Tuesday, May 29, 2012

Does Yang Rui still have a job?

Apparently, YES.

For anyone who may have missed last week's uproar, you can revisit my post here and/or take a look at this video summary of the affair from Taiwanese humorous news site NMA TV.

CCTV's inaction is hardly surprising, but it is depressing. Their 'star' English-language presenter has revealed himself to be a vile xenophobe (not to mention a moron and a borderline psychopath). It is completely unacceptable that he should remain in the employment of the national TV station.

I feel the need to repeat my call to action from the end of last Monday's post:


Get active on this, people. Tell your friends, tell your workmates - Chinese and foreign. Use Twitter, use Weibo, use Facebook, use anything. Lobby cable networks. Lobby advertisers. 

Bombard CCTV with e-mails (try the programme's feedback address: dialogue@cctv.com). Bombard them with phone calls or faxes (Tel. +86 [0]10 6850 9230 or 8824 4002, Fax +86 [0]10 6858 1282). 




Yang Rui Updates

Yang has torn in to Charlie Custer of the ChinaGeeks blog, who led the calls for a boycott of his Dialogue TV show - blustering at first about suing him for libel, and then resorting to bullying remarks about using his influence with the PSB to try to get Custer kicked out of the country.

Elsewhere (as reported by my mate Josh Chin for the WSJ, amongst others), he was making a half-assed attempt to backtrack slightly. He claims that his "foreign trash" slur was only intended to refer to criminal elements and not to the expat population in general. He also tries to make light of his abuse of expelled American Chinese journalist Melissa Chan by asserting that the term he used of her - 泼妇 - is more correctly translated as 'shrew'. (As if that's any kind of defence! In any case, I've talked with foreign translators and Chinese friends about this, and they are united in the view that it is an extremely disparaging and offensive term, and that 'bitch' is a more appropriate equivalent in contemporary English. The fact that it is an extremely harsh - and sexist - term of derogation is more important than the ostensible limitation of the basis of that derogation to being a scold/nag/troublesome woman. It is unwise to use gutter invective when addressing a serious and important issue, Mr Yang.

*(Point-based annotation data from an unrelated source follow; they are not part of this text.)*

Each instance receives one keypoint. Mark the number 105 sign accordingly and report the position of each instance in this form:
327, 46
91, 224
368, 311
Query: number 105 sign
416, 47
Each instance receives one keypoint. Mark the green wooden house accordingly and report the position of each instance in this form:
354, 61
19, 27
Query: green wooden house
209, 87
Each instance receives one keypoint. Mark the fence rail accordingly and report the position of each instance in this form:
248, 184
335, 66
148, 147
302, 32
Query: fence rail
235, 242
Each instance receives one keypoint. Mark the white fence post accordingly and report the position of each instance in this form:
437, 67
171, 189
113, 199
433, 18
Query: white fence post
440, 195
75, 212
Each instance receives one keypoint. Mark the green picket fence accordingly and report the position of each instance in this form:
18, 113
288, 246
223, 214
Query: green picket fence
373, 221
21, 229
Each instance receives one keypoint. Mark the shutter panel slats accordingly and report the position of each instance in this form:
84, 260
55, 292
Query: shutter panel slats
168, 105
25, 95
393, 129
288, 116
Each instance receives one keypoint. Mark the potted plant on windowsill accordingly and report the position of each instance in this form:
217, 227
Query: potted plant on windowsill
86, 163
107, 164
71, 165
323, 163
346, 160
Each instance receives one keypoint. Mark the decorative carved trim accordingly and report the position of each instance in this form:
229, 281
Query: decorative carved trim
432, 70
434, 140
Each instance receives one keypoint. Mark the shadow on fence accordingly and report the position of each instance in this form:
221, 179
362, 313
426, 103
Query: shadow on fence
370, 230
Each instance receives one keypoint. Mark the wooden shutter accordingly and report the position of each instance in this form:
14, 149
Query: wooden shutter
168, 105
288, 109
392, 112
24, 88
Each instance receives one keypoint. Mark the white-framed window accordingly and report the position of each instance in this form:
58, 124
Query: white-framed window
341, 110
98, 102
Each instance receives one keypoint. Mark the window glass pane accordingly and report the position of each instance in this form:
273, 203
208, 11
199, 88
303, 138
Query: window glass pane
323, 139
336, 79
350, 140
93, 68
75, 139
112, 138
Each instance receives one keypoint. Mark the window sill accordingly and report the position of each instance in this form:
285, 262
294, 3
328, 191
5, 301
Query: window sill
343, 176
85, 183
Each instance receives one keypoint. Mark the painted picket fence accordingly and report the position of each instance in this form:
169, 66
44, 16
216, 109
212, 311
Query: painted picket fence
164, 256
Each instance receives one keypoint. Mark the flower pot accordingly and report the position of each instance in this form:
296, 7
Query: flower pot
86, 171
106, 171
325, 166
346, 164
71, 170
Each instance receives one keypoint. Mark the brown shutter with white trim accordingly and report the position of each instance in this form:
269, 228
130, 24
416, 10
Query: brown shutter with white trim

It is even more unwise to yolk such terms to the adjective 'foreign', thereby implying some kind of essential connection or equivalence between the two and so constituting a slur upon all foreigners.)

I've also been told that Yang tried to head off the likely boycott of his TV show by foreign guests by jeering that anyone who declined to appear with him was "a coward" - an impressively mature and conciliatory attitude! [Unfortunately, this is the only source I've been able to find for this remark so far.]

Meanwhile, expat news blog The Shanghaiist has turned up more offensive nonsense from Yang's past musings on his Weibo microblog, indicating that he is also an anti-Semite.

And finally (well, not quite), a young English Sinologist has provided this amusing account of what an incompetent buffoon (and a swaggering bully) Yang Rui is, even when hosting a show in Chinese.

A few defences of Yang Rui have begun to appear, but - like this one, ostensibly by a Japanese journalist who's been a frequent guest on Yang's Dialogue show - they do little to help his cause, for the most part coming across as even more lame-brained and racist than Yang's original diatribe.

CCTV has apparently only commented to the extent of stressing that Yang's xenophobic remarks were his personal views rather than those of the station. They have not addressed the issue of how a man who expresses such contempt for foreigners can continue in a role where he is expected to act as a public relations bridge between China and the rest of the world. Keep sending the e-mails (letters and faxes even better - bury them in paper!).

2 comments:

John said...

Careful Froog, the "sincere and conscientious host who has been devoted to international cultural exchanges for 13 years" (his words, spoken oddly in the 3rd person) might target you next. Bring it on, I'm sure you'd relish the thought of some coverage of your blog!

Froog said...

Bring it on!

It is perhaps the final straw for me, the thing that convinces me there is no point in going back to this doomed country. That they maintain this brainless c**t in a flagship propaganda role is indicative of the utter contempt with which the Chinese government regards the rest of the world. (And their attitude towards their own people really isn't any better.)


I've been waiting 30 years for some sign of positive change in China. There still hasn't been any.